The ability to mimic humans and the ability to supplant humans are different. If a task is plug-and-play, ie, it has already been done elsewhere by humans, and we just need to do it again in a new context, that is very feasible for AI. A lot of work that humans do is like that, and that can be automated. However, it’s less feasible for AI to do tasks that are truly novel. I like to think that humans, helped by the ability to draw directly from their experience in the physical world, do novel things all the time. That’s hard to surpass.

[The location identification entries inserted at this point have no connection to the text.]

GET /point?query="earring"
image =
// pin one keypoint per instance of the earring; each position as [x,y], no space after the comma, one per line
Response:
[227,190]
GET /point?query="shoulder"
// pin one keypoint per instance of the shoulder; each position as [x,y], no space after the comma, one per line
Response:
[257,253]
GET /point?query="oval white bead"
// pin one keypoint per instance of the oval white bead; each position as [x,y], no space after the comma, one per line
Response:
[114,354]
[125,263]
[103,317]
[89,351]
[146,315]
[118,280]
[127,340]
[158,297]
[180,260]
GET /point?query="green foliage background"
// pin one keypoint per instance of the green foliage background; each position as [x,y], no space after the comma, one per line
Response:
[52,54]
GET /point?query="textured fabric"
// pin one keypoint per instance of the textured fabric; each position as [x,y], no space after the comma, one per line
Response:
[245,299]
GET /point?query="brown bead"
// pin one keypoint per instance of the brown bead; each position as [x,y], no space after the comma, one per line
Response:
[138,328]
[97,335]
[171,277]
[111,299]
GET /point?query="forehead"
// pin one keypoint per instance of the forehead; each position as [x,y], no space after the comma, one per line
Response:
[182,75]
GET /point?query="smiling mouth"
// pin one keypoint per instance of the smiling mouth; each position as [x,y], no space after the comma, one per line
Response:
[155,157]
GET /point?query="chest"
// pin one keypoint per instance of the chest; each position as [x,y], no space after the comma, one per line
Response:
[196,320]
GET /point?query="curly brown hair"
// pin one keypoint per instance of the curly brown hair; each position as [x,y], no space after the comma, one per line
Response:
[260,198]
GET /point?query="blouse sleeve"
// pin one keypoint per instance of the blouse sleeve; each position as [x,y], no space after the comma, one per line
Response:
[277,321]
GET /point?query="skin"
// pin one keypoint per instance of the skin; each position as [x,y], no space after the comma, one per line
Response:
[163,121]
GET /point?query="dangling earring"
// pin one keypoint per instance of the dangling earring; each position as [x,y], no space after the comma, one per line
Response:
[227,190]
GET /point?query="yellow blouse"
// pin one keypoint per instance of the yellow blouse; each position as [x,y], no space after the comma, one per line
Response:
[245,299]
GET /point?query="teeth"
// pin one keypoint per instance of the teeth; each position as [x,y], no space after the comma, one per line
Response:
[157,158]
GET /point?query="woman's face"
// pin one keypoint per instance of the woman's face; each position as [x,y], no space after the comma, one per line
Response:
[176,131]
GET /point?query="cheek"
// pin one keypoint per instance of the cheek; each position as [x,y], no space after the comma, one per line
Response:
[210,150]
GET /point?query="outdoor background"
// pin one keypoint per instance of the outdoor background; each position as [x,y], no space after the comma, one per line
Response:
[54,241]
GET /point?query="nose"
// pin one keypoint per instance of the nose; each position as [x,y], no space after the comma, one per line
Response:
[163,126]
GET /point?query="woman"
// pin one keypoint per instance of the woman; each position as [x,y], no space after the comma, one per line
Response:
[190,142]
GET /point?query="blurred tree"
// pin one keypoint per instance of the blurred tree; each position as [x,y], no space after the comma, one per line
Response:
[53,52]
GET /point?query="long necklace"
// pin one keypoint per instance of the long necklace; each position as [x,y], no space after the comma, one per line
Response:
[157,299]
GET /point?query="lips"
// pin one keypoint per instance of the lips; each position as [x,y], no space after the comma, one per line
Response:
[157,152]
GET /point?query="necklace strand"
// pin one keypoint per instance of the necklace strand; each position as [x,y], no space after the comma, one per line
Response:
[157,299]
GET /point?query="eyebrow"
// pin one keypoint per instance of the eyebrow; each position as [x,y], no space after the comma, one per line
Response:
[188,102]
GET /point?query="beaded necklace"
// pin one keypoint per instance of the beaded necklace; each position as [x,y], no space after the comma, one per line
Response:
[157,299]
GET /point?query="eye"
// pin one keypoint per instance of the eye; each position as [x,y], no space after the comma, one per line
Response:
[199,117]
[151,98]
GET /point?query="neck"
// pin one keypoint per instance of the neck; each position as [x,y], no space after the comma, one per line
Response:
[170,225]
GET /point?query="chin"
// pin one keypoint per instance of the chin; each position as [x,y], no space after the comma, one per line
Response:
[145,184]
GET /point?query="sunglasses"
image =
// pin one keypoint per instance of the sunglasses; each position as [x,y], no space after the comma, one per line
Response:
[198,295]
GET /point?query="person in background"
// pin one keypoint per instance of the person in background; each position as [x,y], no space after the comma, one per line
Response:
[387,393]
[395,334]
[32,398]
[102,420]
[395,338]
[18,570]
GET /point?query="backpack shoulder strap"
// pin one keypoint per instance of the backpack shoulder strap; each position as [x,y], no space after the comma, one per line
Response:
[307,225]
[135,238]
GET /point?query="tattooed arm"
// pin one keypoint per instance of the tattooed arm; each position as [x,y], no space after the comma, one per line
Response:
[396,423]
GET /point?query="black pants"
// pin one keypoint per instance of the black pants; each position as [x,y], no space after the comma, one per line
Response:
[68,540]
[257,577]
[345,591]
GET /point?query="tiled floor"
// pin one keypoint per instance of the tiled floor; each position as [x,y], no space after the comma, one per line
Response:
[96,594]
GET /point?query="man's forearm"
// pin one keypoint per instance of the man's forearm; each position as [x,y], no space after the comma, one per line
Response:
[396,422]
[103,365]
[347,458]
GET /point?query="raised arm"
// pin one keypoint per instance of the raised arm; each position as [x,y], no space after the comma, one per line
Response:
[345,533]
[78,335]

6. Even in the present day, we have AI alignment problems, and it has not destroyed society. Future alignment problems will most likely look like what we have, not what you imagine.
I can outline two present day AI alignment scenarios. First, social media algorithms. They are not AGI; they are narrowly intelligent algorithms, often neural networks, tasked with optimizing certain metrics (eg, engagement, watch time). These algorithms have enormous influence over society. This is not a knee-jerk, “Facebook got Trump elected!” You’ve already heard complaints about that. What I’m talking about is more of a Jonah Haidt-style, “Instagram is making us depressed!”
But more than that, I’ve seen internet content creators, small and large, behave is various perverse or extreme ways, the cause of which being an addiction brought about by social media algorithms. These people are being controlled by AI. Yes it is not coerced, in as much as partaking in an addiction is not coerced, but it is literal AI control over humans. What’s more, the AI algorithms don’t care how they affect people’s time, social life, worldview, and behavior. They only care about optimizing a narrow metric.
Another example is technological unemployment. Surely at least some people have already had their jobs automated because of ML. On the other hand, ML has also create enough jobs that it’s not been considered a problem. However, the jobs that ML creates tend to be very high-skill, whereas the jobs at risk of automation to be low-skill. It is possible that in the near future this will create a lopsided economy with abysmal employment prospects for less educated workers despite many unfilled jobs openings for certain positions.
What will an AI alignment apocalypse look like? From the start, words like apocalypse or doomsday create a misleading image, because they cause you to think of the wrong kinds of scenarios. In reality, future AI alignment problems will most likely look similar to existing AI alignment challenges, just to a greater extent.
Doesn’t this contradict what I said before? Doesn’t this mean that AI alignment is definitely a major risk? Well, here is the reason I think otherwise.
People who imagine AI doomsday scenarios are typically imagine it like a sudden disaster. One day, AI is no threat, the next day, it is spelling the end of civilization. However, the point I’m making here suggests a gradualist view. According to the gradualist view, AI alignment scenarios are not stark/binary. It is a problem that starts small and then (possibly) gets worse. But we will notice as it’s getting worse. And it may actually get better, as the intuition of the AI improves.
It is not true that going from mere AI to AGI will cause the first alignment problems, because the first alignment problems are already here, and the effect of that transition is uncertain.